---
title: Deploy with Dagster
description: How to deploy a pipeline with Dagster
keywords: [how to, deploy a pipeline, Dagster]
---

# Deploy with Dagster

## Introduction to Dagster

Dagster is an orchestrator designed for developing and maintaining data assets, such as
tables, datasets, machine learning models, and reports. Dagster ensures these processes are
reliable and focuses on using software-defined assets (SDAs) to simplify complex data management,
enhance the ability to reuse code, and provide a better understanding of data.

To read more, please refer to Dagster’s
[documentation.](https://docs.dagster.io/getting-started/quickstart) or see this community member's [article](https://dlthub.com/blog/multi-asset-rest-api-pipelines) for alternative approaches.

### Dagster Cloud features

Dagster Cloud offers an enterprise-level orchestration service with serverless or hybrid deployment
options. It incorporates native branching and built-in CI/CD to prioritize the developer experience.
It enables scalable, cost-effective operations without the hassle of infrastructure management.

### Dagster deployment options: **Serverless** versus **Hybrid**

The *serverless* option fully hosts the orchestration engine, while the *hybrid* model offers
flexibility to use your computing resources, with Dagster managing the control plane, reducing
operational overhead and ensuring security.

For more info, please refer to the Dagster Cloud [docs.](https://dagster.io/cloud)

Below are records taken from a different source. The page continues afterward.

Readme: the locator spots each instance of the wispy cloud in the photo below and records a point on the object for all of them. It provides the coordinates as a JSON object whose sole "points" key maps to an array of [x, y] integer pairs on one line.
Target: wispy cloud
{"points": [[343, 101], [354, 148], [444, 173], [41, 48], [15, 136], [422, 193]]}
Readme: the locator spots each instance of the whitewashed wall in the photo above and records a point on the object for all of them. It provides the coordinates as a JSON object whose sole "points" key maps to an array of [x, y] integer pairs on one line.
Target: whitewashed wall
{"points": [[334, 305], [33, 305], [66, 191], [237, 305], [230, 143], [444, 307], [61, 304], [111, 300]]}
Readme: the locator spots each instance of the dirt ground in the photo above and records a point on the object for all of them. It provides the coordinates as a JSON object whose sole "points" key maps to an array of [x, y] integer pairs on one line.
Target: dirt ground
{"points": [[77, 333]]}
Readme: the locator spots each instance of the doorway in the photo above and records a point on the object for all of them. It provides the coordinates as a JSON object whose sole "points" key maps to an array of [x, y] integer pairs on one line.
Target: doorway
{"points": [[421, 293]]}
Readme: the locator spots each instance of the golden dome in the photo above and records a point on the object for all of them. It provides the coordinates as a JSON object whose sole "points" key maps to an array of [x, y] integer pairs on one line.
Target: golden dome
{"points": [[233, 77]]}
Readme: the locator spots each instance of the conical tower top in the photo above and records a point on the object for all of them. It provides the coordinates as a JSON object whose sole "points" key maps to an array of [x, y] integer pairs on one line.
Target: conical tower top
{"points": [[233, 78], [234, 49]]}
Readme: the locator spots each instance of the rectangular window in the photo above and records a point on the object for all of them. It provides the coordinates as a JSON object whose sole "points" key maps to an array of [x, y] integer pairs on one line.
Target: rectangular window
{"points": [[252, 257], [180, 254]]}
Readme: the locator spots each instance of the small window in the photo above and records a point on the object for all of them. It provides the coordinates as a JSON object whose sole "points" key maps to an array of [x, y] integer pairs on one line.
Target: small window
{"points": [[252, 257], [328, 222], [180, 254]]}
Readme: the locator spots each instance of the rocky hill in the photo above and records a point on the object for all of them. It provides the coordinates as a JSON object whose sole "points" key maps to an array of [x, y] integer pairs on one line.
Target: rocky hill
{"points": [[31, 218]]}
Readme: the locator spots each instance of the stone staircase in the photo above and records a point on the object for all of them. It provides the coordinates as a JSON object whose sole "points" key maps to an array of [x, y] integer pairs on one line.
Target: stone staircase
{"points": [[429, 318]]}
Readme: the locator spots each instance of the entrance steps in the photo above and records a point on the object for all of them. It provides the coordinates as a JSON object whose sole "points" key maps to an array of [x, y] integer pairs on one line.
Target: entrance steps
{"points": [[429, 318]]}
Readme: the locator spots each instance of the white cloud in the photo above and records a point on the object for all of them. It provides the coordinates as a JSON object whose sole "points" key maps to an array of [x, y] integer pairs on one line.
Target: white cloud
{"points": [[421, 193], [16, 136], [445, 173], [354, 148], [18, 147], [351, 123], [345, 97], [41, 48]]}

### Using Dagster for free

Dagster offers a 30-day free trial during which you can explore its features, such as pipeline
orchestration, data quality checks, and embedded ELTs. You can try Dagster using its open source or
by signing up for the trial.

## Building data pipelines with `dlt`

**How does `dlt` integrate with Dagster for pipeline orchestration?**

`dlt` integrates with Dagster for pipeline orchestration, providing a streamlined process for
building, enhancing, and managing data pipelines. This enables developers to leverage `dlt`'s
capabilities for handling data extraction and load, and Dagster's orchestration features to efficiently manage and monitor data pipelines.

Dagster supports [native integration with dlt](https://docs.dagster.io/integrations/embedded-elt/dlt),
here is a guide on how this integration works.

### Orchestrating `dlt` pipeline on Dagster

Here's a concise guide to orchestrating a `dlt` pipeline with Dagster, creating a pipeline that ingests GitHub issues data from a repository and loads it into DuckDB.

You can find the full example code in [this repository](https://github.com/dlt-hub/dlthub-education/blob/main/workshops/workshop_august_2024/part2/deployment/deploy_dagster/README.md).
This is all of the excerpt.